Employees and directors of Visit Cornwall, Sainsbury's and its members,
advertising and public relations agencies and their immediate families
are not eligible to enter.

5. The winners will be notified by email or by mail within 28 days of
the closing date.

6. To obtain name of prizewinner, send a self-addressed, stamped
envelope by 1 September 2006 to 15 Competition, RH Advertising,
7 Barnfield Crescent, Exeter EX1 1QT

7. A full list of competition terms and conditions is at
http://as1.emv2.com/I?X=XXXXXXXXXXXXXXXXXXXXXXXXXXXXXXXXXXXXXXXXXXXXXXXX

If you would prefer not to receive this type of information
click here:
http://as1.emv2.com/I?X=XXXXXXXXXXXXXXXXXXXXXXXXXXXXXXXXXXXXXXXXXXXXXXXX
Your details will then be removed from our mailing list.

Update... I just happened to notice that they're still sending spam to this address:

Date	Sender
2007-06-08 12:57:31	nectaradmin@on-siteresearch.co.uk
2007-11-02 13:15:36	email@sainsburys.emv1.com
2007-12-14 09:48:44	email@sainsburys.emv1.net
2008-02-21 11:48:15	sainsburysbank@sb.sainsburysbank.com
2008-04-11 14:47:06	nectaronline@email.nectar.com
2008-04-16 16:44:42	sainsburysbank@sb.sainsburysbank.com
2008-04-16 17:12:49	nectaronline@email.nectar.com
2008-04-30 10:32:02	nectaronline@email.nectar.com
2008-05-12 11:39:33	nectaronline@email.nectar.com
2008-06-11 18:20:00	nectaronline@email.nectar.com
2008-06-16 22:09:30	nectaronline@email.nectar.com
2008-07-09 01:53:26	nectaronline@email.nectar.com
2008-07-11 20:04:06	nectaronline@email.nectar.com
2008-07-16 18:15:14	nectaronline@email.nectar.com

I've been rejecting this mail at RCPT level for ages now - since at least June 2007 - and still they keep on trying to spam me. I think I'll open up the filters a little to see what else I can learn about Claire XXXXXXX and her Nectar account. Watch this space for updates...

Mail Archive

Update... Here's a list of all the Nectar spam emails that I've actually got the body for. Note that (1) this doesn't include delivery attempts where the transaction was rejected at RCPT time (see above for a partial list of those), and (2) just because I've got these emails does not mean that I accept them - they are still spam, and I still reject them, both in the moral and the SMTP sense.

Privacy

Remember, if you use a Nectar card, or so-called "loyalty" cards in general, you're trading your personal data for a few pence off your shopping.
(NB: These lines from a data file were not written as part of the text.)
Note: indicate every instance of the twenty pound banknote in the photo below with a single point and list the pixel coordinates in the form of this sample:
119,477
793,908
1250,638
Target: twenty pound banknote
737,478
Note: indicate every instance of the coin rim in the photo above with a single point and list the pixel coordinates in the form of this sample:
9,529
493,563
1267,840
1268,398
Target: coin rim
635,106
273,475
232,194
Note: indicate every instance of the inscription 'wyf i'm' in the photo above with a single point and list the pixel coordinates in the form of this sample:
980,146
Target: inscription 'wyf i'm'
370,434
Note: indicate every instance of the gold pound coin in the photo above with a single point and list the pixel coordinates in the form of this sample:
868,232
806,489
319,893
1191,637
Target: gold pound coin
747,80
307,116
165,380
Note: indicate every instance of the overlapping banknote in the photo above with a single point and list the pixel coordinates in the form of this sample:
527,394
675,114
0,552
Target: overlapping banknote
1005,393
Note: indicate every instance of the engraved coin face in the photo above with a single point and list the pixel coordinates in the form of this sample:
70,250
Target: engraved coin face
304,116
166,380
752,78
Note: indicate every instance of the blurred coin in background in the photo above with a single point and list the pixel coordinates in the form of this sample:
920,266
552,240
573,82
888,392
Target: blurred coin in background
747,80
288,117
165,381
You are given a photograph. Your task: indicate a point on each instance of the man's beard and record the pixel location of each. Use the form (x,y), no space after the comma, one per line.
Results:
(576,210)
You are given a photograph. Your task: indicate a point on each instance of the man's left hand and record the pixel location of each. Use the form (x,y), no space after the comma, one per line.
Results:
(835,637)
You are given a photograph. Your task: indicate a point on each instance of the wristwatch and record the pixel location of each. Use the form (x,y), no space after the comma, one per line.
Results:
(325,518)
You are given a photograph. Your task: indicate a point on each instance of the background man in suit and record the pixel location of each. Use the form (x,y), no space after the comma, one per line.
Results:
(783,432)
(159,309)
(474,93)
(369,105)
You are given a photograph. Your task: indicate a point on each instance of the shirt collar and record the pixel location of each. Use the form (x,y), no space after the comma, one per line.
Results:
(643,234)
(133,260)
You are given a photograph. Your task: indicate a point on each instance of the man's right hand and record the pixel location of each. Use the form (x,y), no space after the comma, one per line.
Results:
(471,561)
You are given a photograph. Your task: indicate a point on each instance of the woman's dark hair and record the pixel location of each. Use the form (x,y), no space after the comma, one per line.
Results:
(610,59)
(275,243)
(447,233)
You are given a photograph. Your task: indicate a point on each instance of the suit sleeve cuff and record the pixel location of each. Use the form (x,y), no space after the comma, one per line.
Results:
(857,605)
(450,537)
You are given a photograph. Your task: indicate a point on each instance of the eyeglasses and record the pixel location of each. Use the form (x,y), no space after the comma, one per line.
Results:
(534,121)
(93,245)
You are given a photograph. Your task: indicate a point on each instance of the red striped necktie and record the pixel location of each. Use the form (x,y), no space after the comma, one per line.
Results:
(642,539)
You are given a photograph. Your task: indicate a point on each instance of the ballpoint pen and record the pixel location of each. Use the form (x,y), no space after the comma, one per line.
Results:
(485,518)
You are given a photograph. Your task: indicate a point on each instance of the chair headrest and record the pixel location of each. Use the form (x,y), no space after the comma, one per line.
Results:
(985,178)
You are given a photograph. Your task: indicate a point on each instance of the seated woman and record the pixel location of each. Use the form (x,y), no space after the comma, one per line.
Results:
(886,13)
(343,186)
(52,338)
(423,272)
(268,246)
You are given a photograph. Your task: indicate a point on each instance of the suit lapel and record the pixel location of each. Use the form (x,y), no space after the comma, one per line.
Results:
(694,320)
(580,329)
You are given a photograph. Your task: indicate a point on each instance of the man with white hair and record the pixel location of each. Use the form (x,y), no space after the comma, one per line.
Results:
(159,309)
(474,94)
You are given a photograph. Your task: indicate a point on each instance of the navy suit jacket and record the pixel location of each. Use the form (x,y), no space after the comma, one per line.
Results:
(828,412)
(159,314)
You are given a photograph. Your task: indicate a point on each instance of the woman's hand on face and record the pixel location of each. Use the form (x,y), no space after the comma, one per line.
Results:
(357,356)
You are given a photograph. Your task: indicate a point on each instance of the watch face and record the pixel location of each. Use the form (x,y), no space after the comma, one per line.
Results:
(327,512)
You're entrusting your personal details, including all of your shopping history, to these people. And, as we can see from the above, they don't seem to be too careful with your personal data.

So far I have Claire's first name (of course), last name, Nectar card number, running points tally, claimed (but incorrect) email address (but this probably gives me a clue as to what her real email address is), and some clues as to her lifestyle. I can also tell that she hasn't registered to use her card online - that, at least, Nectar seem to have not made quite such a hash of.

Update: 2008-10-20

I just got another automated email from nectar, notifying me (at the CLAIRE.XXXXXXX@XXXXXXXXXX address) that email address on the account has been changed (specifically, it's been blanked). So, it looks like after just a little over 3 years and 6 months, that they've finally got the message!

Of course if I continue to receive more spam from them, there'll be another update to make to this page. But for now, it looks like this saga may be at and end.